We can, and should discuss subjects without "tainting" them with general, over-discussed points when we can, especially if we want to keep HN curious and not turn into a echo-chamber.
At some point we need to stop wasting oxygen on obvious garbage.
If this domain received 1/1000th as much attention and electricity I would be with you. But until then we could do with far less waste.
Definitely not a compelling reason.
On a side note, Islam requires a 2.5% Zakat from money hoarded in your account, to be donated to charity, so there's your solution against hoarding :) We don't need the government to fake print money to prevent people from hoarding.
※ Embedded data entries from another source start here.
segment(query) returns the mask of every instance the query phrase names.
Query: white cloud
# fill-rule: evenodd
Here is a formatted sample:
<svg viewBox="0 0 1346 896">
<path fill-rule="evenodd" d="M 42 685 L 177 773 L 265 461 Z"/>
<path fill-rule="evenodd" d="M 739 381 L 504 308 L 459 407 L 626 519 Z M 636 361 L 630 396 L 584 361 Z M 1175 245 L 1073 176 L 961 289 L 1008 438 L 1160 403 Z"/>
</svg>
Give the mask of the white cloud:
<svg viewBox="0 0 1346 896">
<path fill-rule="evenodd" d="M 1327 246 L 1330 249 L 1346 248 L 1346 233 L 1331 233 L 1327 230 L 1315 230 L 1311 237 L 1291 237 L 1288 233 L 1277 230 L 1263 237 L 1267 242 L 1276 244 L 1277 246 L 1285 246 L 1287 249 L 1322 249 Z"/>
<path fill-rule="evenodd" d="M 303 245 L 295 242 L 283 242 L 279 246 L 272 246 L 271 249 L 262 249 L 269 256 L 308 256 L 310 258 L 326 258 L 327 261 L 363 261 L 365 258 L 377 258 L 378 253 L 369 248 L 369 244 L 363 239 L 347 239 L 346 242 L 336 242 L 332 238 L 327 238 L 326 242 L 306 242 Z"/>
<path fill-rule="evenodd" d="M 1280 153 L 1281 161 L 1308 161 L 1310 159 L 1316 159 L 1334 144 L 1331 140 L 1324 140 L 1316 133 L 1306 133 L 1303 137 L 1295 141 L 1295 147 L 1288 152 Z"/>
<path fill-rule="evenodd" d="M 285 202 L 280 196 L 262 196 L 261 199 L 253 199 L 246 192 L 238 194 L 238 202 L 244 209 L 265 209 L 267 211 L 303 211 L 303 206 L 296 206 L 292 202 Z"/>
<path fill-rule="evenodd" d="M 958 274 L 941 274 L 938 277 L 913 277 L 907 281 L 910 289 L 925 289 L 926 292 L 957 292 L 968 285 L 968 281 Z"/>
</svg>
Better that money go into charity to truly have a more equitable society, as opposed to the fake and useless proposals we keep seeing and pitting parties against each other.
Since inflation is a centralized operation and Zakat is decentralized, I would wage enforcement of inflation is much easier than enforcement of Zakat.
According to https://www.usgovernmentspending.com/welfare_spending_analys..., in FY2021 welfare (not including Social Security or Medicare, which are for retirees, but including Medicaid) was $2,418B across federal, state, and local, about 76.6%. Neither Zakat or US welfare spending includes discretionary charity.
Overall, US welfare spending seems to be on the same order as, albeit a little less than, a Zakat imposed on all US wealth. Also, I'm not sure if this welfare figure includes EITC, which is the logical way that additional cash benefits should be distributed (since it avoids welfare cliffs).
Bitcoin and ETH combined are over 1T USD, much more than the figure you quoted. That's 25B annually, imagine how many lives that can change. Not to mention gold, which is at 11T, so 250B annually. Insane money that can revamp the entire planet.
It's strictly superior to have a system based on Zakat than the insane income taxes that we have today.
> Neither Zakat or US welfare spending includes discretionary charity.
Zakat is the bare minimum required for Muslims to pay per year. Islam heavily encourages discretionary charity, called Sadaqah. Both approaches are complementary.